Based on research into the views of 400 children, this comprehensive book and CD-Rom package is intended for key stage 1 teachers.

It aims to help children develop empathy, based on the premise that if children know how a bullied person feels they are less likely to bully others.

The author offers clear definitions of what constitutes bullying and, just as importantly, what does not - teasing is sometimes fun, but it can become bullying.

The book is in six sections and includes guidance for tackling name calling, teasing, physical bullying, verbal bullying, taking, breaking and threatening, and finally, excluding.

Collins suggests that nagging comments ("You're still doing x" or "Don't do x") are not as effective as positive phrases ("Let's remember to do x").

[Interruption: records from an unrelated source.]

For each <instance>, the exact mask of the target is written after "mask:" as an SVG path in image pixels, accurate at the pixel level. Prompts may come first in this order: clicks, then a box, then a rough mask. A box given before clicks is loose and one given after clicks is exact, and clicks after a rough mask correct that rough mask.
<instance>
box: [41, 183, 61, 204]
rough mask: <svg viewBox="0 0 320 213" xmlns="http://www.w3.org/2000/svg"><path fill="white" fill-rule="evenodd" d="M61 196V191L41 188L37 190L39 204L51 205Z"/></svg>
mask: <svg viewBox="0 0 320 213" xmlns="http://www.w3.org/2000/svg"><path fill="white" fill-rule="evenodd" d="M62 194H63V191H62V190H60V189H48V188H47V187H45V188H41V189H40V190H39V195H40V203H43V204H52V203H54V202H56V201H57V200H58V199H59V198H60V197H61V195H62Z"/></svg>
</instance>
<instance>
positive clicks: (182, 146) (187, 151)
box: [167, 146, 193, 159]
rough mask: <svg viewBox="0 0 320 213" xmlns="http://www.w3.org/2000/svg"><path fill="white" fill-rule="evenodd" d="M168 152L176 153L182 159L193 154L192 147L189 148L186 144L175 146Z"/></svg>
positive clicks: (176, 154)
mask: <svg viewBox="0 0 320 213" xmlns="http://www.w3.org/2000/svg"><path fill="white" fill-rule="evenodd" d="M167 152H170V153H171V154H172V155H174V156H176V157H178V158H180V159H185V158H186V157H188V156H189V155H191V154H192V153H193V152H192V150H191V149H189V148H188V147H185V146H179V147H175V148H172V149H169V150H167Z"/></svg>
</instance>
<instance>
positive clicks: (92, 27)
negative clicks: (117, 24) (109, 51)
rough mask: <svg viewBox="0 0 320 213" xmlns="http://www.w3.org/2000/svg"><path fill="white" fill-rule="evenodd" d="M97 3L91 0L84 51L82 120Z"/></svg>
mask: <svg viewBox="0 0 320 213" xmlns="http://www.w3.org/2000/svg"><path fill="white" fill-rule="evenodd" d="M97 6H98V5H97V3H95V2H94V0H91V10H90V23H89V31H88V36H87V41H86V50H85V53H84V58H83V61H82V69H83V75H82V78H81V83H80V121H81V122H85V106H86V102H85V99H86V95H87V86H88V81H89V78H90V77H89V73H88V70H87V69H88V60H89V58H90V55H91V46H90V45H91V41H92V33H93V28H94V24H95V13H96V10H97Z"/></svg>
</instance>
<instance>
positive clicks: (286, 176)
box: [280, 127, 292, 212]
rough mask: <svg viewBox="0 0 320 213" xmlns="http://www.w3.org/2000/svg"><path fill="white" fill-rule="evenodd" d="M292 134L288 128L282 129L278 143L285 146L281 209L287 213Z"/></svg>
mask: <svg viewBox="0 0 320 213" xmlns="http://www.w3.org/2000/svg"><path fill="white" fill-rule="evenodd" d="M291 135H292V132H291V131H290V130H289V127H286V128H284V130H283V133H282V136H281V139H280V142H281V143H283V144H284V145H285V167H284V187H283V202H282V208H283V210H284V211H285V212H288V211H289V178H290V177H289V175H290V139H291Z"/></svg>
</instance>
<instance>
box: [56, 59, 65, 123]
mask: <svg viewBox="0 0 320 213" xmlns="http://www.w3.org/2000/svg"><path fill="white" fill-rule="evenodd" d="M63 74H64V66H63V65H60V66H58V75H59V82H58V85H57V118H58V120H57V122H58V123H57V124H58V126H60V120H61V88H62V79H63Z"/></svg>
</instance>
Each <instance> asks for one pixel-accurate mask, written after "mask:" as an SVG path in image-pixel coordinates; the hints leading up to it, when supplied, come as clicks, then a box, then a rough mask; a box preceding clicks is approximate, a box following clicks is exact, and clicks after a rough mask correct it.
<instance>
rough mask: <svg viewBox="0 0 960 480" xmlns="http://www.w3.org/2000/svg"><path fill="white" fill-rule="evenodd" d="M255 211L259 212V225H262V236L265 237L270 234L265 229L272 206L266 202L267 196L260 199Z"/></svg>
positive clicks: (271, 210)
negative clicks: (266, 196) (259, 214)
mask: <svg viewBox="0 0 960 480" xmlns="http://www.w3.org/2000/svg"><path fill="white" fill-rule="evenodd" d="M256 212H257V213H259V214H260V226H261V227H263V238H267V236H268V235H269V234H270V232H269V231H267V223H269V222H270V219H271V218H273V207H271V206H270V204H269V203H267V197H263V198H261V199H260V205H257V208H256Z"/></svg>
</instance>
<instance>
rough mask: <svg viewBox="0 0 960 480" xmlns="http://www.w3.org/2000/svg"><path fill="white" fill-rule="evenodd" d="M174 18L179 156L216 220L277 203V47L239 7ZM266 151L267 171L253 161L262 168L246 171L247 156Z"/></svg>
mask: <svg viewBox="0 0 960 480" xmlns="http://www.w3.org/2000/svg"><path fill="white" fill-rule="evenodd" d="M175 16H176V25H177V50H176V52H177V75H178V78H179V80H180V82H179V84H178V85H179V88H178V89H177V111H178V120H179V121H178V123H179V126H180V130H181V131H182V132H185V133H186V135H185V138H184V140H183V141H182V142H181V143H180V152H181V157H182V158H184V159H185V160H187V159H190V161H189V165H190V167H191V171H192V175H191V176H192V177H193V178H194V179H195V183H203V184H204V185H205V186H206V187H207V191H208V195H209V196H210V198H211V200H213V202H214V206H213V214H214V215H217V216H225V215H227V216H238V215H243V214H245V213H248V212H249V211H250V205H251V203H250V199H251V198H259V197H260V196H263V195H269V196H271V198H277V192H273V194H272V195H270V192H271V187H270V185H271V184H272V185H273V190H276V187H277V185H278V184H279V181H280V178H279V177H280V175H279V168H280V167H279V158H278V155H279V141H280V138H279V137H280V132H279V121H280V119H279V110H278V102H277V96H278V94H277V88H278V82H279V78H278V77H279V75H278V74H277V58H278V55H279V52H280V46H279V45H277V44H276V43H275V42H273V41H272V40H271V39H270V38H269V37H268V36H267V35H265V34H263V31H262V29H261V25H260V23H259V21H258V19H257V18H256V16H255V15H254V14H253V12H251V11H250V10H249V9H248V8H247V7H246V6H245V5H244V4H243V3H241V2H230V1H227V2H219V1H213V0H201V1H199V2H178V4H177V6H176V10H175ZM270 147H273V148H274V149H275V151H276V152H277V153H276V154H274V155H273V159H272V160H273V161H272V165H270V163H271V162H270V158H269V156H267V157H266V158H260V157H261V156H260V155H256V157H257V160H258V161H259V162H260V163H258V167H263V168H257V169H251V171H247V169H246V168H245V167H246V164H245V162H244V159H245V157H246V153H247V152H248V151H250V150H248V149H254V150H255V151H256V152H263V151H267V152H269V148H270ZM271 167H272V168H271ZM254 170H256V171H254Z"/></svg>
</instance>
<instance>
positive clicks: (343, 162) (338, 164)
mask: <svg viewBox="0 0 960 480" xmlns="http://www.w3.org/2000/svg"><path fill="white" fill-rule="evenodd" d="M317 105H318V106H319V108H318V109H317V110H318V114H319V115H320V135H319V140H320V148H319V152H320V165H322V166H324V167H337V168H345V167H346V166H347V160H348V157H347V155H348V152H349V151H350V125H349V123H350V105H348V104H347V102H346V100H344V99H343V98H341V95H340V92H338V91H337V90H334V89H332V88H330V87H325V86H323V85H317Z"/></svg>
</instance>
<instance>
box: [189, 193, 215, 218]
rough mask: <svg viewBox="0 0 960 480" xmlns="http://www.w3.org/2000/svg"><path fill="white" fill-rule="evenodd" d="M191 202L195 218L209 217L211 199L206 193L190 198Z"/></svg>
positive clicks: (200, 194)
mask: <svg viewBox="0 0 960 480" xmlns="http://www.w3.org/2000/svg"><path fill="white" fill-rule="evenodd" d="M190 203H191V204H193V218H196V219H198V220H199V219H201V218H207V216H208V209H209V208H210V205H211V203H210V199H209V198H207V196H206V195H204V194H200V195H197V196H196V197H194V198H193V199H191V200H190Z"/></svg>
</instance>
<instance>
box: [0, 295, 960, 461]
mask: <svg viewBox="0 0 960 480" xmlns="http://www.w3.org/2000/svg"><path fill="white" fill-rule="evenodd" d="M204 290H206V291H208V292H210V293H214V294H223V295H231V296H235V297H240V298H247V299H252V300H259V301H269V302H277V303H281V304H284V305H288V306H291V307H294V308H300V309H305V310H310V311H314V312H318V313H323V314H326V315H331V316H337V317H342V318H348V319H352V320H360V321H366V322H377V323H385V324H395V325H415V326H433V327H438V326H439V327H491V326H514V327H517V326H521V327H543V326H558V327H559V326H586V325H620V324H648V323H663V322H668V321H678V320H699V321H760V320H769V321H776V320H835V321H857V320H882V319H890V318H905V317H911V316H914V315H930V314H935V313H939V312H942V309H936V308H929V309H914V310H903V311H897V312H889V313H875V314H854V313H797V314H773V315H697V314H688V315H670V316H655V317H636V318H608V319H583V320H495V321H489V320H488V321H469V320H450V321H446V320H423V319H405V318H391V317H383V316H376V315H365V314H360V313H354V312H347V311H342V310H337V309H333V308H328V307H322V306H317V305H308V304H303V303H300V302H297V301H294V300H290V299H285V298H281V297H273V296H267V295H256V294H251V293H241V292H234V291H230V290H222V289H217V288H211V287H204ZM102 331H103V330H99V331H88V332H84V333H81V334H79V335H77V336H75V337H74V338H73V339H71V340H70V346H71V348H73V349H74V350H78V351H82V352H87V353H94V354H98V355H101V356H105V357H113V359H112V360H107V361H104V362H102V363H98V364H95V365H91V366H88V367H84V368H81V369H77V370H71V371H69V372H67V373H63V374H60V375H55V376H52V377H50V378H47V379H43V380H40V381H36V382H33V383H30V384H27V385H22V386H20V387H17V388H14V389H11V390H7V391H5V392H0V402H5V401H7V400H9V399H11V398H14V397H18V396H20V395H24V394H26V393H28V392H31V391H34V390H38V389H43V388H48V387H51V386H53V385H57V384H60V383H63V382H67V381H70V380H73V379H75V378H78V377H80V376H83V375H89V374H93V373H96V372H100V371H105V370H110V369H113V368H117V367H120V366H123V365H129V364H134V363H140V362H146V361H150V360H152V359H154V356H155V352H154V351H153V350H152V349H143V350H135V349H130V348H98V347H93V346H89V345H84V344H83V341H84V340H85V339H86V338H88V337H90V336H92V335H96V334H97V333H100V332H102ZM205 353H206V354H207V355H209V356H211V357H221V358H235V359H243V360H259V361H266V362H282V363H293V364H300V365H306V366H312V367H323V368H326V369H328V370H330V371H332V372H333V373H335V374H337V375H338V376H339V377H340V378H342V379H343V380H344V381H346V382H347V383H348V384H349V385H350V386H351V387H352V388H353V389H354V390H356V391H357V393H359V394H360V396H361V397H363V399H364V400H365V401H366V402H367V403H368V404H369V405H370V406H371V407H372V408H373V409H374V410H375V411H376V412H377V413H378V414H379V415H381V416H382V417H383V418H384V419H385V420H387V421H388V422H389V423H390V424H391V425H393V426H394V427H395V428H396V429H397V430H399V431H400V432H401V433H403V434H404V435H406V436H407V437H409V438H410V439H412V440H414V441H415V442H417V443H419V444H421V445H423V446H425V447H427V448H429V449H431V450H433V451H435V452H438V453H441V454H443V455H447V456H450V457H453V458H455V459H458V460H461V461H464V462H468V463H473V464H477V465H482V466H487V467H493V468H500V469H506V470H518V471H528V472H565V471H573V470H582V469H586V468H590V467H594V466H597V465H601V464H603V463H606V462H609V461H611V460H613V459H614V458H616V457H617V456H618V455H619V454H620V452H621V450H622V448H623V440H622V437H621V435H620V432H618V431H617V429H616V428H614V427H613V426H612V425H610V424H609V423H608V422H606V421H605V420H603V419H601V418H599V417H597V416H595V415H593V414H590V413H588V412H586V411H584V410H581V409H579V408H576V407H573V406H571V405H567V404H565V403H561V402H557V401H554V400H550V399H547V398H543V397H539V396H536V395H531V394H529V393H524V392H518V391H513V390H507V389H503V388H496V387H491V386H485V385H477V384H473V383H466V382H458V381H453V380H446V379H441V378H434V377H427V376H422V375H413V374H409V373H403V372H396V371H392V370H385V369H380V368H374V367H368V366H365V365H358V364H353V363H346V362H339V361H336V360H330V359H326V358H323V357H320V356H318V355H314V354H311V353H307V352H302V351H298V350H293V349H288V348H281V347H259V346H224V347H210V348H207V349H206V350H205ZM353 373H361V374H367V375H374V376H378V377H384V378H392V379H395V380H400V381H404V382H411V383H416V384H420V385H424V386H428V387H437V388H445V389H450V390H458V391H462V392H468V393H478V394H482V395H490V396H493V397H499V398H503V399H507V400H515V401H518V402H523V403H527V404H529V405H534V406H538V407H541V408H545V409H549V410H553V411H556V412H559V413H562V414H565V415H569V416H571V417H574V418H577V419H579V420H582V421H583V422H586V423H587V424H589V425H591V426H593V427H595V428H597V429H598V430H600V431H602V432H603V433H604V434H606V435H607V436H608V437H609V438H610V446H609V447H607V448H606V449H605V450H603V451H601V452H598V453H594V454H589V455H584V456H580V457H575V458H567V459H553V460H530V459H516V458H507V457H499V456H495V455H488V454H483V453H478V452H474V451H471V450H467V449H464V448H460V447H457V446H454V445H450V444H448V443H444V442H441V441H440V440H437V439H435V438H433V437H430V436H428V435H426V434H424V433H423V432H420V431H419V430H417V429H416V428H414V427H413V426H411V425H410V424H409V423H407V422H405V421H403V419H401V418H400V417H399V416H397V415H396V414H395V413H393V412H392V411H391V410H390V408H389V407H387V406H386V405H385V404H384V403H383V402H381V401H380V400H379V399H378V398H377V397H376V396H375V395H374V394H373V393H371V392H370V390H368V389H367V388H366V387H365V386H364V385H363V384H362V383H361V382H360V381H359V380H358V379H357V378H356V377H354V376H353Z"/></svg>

Exclamations of praise ("Brilliant!") are insufficient.

She also says comments need to be descriptive and personalised. "That's a nice picture, Mary," is not as effective as, "Mary, I like the way you have used those colours."

Each section starts with a poster to stimulate discussion and is followed up with activities and reviews. The CD-Rom includes the posters, worksheets and research activities.

This "no blame" approach is not new but the guidance is clear, practical and teacher-friendly and encapsulates current best primary practice.